Sous le slogan « La Pologne d’abord », en résonance directe avec le America First de Donald Trump, Karol Nawrocki s’est fait le champion d’un récit national centré sur la défense de la souveraineté polonaise, menacée, selon lui, par Bruxelles, le Pacte vert européen et l’Allemagne à qui il demande des réparations. Comme son prédécesseur Andrzej Duda, Karol Nawrocki mise avant tout sur une relation bilatérale privilégiée de la Pologne avec les États-Unis, en matière de défense, mais aussi d’industrie et de commerce. Début mai, au cours d’une brève rencontre à la Maison Blanche, le président américain l’avait adoubé en prédisant sa victoire. Le camp MAGA (« Make America Great Again ») lui a ensuite explicitement apporté son soutien par la voix de la secrétaire américaine à la sécurité intérieure Kristi Noem, au cours d’une conférence des conservateurs américains (CPAZC) organisée le 27 mai à Rzeszow, en territoire polonais. En rupture avec le consensus bipartisan sur le sujet, Karol Nawrocki s’oppose à l’adhésion de l’Ukraine à l’OTAN et à l’UE, qu’il conditionne à la résolution des différends mémoriels sur les massacres de Volhynie pendant la Seconde Guerre mondiale.

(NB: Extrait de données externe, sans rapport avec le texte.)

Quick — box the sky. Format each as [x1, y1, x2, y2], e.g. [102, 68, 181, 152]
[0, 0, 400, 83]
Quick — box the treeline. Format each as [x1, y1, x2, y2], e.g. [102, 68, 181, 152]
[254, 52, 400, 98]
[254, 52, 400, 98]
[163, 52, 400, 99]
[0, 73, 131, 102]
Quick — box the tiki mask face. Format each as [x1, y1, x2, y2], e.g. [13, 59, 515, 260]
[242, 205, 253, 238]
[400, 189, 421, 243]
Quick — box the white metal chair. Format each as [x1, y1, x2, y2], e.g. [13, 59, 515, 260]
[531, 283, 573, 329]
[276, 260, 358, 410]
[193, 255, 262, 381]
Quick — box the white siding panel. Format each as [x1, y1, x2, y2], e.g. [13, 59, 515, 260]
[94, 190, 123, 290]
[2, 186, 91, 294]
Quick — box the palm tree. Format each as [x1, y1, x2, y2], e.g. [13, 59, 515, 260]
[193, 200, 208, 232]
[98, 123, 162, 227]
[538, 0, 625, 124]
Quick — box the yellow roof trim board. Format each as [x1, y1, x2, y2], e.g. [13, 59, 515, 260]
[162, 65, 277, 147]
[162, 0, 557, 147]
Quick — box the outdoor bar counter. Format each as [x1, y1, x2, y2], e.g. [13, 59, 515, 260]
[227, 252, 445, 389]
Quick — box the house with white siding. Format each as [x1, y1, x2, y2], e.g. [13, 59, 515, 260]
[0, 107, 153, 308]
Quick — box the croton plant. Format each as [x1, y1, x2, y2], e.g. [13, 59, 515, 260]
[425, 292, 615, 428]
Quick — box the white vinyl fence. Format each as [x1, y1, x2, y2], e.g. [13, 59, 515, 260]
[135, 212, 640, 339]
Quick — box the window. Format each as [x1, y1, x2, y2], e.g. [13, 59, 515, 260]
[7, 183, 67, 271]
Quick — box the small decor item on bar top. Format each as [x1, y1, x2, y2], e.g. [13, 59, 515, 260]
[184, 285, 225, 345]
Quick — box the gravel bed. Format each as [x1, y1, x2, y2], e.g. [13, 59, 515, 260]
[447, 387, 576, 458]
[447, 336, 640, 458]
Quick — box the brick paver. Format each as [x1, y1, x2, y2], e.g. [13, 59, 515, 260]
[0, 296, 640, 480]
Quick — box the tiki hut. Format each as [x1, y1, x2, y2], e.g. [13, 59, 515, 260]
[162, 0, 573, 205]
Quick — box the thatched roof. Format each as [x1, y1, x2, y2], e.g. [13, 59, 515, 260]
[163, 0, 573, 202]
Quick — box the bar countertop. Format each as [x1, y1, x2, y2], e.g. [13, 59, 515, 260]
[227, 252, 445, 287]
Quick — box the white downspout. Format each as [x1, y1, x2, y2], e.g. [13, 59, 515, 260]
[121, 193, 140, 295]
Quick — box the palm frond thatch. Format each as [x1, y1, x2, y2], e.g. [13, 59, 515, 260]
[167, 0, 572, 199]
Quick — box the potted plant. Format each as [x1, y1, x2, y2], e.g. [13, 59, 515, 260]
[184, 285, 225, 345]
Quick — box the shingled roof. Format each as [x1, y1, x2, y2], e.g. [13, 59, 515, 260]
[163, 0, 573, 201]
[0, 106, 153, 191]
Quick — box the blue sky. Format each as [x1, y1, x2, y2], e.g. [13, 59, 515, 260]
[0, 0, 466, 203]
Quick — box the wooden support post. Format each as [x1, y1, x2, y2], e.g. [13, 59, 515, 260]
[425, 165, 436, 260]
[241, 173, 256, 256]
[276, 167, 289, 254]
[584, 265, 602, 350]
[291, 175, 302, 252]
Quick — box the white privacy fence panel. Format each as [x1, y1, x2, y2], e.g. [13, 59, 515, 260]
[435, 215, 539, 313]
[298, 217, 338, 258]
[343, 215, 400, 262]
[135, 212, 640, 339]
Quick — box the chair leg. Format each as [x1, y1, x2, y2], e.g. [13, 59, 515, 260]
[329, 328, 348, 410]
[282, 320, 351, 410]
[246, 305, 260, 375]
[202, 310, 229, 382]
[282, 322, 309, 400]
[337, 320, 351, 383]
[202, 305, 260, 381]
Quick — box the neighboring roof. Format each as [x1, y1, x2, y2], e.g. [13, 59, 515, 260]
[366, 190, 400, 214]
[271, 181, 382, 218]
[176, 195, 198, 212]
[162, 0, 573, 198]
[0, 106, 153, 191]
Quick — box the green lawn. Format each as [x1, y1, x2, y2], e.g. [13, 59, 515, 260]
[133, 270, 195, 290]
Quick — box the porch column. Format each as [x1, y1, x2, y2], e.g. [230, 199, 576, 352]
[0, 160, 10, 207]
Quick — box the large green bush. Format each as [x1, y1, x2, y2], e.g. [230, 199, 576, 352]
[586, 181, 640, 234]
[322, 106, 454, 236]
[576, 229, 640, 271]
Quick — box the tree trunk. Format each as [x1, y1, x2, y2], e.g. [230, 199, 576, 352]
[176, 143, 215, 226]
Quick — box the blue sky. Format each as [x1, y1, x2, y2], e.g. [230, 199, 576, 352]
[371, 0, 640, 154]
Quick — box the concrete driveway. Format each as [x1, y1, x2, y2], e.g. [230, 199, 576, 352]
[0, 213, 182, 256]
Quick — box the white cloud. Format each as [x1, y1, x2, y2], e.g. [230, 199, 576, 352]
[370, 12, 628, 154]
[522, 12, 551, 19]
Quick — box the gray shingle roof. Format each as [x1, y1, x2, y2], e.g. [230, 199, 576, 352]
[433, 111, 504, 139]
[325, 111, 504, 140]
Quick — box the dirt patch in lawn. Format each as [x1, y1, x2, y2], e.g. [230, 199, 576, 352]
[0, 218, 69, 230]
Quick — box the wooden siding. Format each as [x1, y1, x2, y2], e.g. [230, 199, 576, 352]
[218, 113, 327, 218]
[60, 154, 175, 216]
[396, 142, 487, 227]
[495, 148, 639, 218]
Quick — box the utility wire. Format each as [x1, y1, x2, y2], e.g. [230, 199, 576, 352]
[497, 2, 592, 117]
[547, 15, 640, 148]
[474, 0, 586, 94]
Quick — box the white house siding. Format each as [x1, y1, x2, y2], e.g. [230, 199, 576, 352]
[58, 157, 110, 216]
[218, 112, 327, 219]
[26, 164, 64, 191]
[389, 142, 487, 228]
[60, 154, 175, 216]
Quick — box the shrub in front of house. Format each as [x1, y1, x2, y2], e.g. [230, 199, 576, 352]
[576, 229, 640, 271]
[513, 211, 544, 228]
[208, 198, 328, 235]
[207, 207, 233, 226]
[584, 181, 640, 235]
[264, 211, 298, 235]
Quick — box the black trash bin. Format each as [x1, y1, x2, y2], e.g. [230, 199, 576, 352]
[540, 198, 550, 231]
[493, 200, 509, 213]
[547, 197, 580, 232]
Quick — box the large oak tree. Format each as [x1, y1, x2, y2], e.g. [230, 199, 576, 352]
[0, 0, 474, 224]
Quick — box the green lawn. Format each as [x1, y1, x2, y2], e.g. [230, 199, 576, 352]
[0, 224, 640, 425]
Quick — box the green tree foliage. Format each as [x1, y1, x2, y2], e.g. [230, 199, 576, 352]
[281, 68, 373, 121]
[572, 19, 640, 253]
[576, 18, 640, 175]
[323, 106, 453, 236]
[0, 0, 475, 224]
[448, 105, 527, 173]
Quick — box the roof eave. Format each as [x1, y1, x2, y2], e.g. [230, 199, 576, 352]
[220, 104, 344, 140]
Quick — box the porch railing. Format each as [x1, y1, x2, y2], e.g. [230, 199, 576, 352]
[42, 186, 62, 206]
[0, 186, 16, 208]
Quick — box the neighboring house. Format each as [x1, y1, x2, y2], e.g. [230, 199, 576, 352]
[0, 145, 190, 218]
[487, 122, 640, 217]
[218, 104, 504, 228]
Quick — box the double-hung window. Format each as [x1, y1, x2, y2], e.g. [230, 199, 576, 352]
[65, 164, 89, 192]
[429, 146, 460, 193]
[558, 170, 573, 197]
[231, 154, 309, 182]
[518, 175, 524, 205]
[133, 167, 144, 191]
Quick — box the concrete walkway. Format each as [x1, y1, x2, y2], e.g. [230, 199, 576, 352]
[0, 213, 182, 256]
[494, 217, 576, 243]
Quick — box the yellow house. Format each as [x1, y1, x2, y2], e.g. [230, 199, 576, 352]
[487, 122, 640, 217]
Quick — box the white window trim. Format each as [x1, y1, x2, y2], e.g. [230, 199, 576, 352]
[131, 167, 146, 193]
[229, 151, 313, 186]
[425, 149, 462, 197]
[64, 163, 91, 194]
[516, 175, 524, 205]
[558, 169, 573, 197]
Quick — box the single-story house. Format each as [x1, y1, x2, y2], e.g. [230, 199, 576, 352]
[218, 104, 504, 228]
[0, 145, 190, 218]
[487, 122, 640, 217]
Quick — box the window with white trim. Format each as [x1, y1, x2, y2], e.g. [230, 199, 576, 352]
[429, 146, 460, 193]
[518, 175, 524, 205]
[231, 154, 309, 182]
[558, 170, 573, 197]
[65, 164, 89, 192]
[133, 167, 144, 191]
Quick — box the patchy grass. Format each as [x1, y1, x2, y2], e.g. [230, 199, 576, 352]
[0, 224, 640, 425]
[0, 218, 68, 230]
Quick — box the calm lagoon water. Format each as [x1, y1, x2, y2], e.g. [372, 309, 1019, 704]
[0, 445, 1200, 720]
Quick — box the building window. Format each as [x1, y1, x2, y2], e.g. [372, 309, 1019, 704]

Un pilier de la "politique historique"
Issu d’une famille modeste de la banlieue populaire de Gdansk, - un père tourneur, membre du syndicat Solidarnosc, une mère, relieuse-, le président élu est titulaire d’un doctorat en histoire et d’un MBA en stratégie et gestion de projets. Après des études secondaires dans la section sportive de son lycée, il obtient un diplôme de gestion du personnel, avant de poursuivre des études d’histoire à l’université de Gdansk où il soutient une thèse, en 2013, sur la résistance sociale aux autorités communistes dans la voïvodie d’Elblag entre 1976 et 1989. En 2009, il commence sa carrière à l’IPN où il se spécialise dans l’étude de l’opposition anticommuniste et du crime organisé en Pologne. Directeur du Musée de la Seconde Guerre mondiale à Gdansk, entre 2017 et 2021, il est nommé président de l’IPN en juillet 2021. A la tête de ces deux institutions, il devient un pilier de la « politique historique » mise en oeuvre par le PiS entre 2015 et 2023, synonyme d’une politique mémorielle consistant à mettre en valeur les vertus patriotiques et l’héroïsme de la nation polonaise, en gommant notamment le rôle joué par une partie de la population polonaise pendant la Shoah.
La part obscure
Depuis son introduction par le PiS en novembre 2024, la part obscure du parcours de cet homme, jusque-là inconnu du public, s’est étalé dans les médias, aussitôt accusés de complot au service d’intérêts étrangers. Selon le site d’information Onet, Karol Nawrocki aurait ainsi travaillé comme agent de sécurité au grand hôtel de Sopot, une station balnéaire de la mer Baltique, au début des années 2000 et participé à la couverture d’un réseau de prostituées à destination des clients de l’hôtel. Le futur président n’a pas nié sa participation à des rixes de hooligans, supporteurs de clubs de football rivaux, qualifiés par lui de « combats sportifs et nobles » qui « lui avaient donné en quelque sorte la préparation et le caractère pour être candidat à la présidence ». Sa proximité avec la pègre locale est connue. Le futur président a même consacré un livre à un gangster de l’époque communiste, Nikodem Skotarczak, publié en 2018, sous le pseudonyme de Tadeuz Batyr. Lui qui affirmait ne posséder qu’un seul logement s’est vu reprocher l’acquisition d’un second appartement à un prix dérisoire, auprès d’un vieil homme dans le besoin, dans des circonstances douteuses.
Extrême polarisation
Loin de lui nuire, ces révélations sur les squelettes accumulés dans son placard l’ont, au contraire, aidé à mobiliser et à galvaniser l’électorat du PiS, peu convaincu au départ, dans un contexte d’extrême polarisation. « La victoire de Nawrocki pourrait ouvrir la voie à une future coalition entre le PiS et le parti d’extrême droite Confédération de Slawomir Mentzen, arrivé en troisième position au premier tour de l’élection présidentielle» affirme l’essayiste Jakub Majmurek. « Il est fort possible que des élections législatives aient lieu dès l’année prochaine si les deux principales forces politiques décident que c’est la seule façon de sortir de l’impasse entre le Palais présidentiel et la Diète ».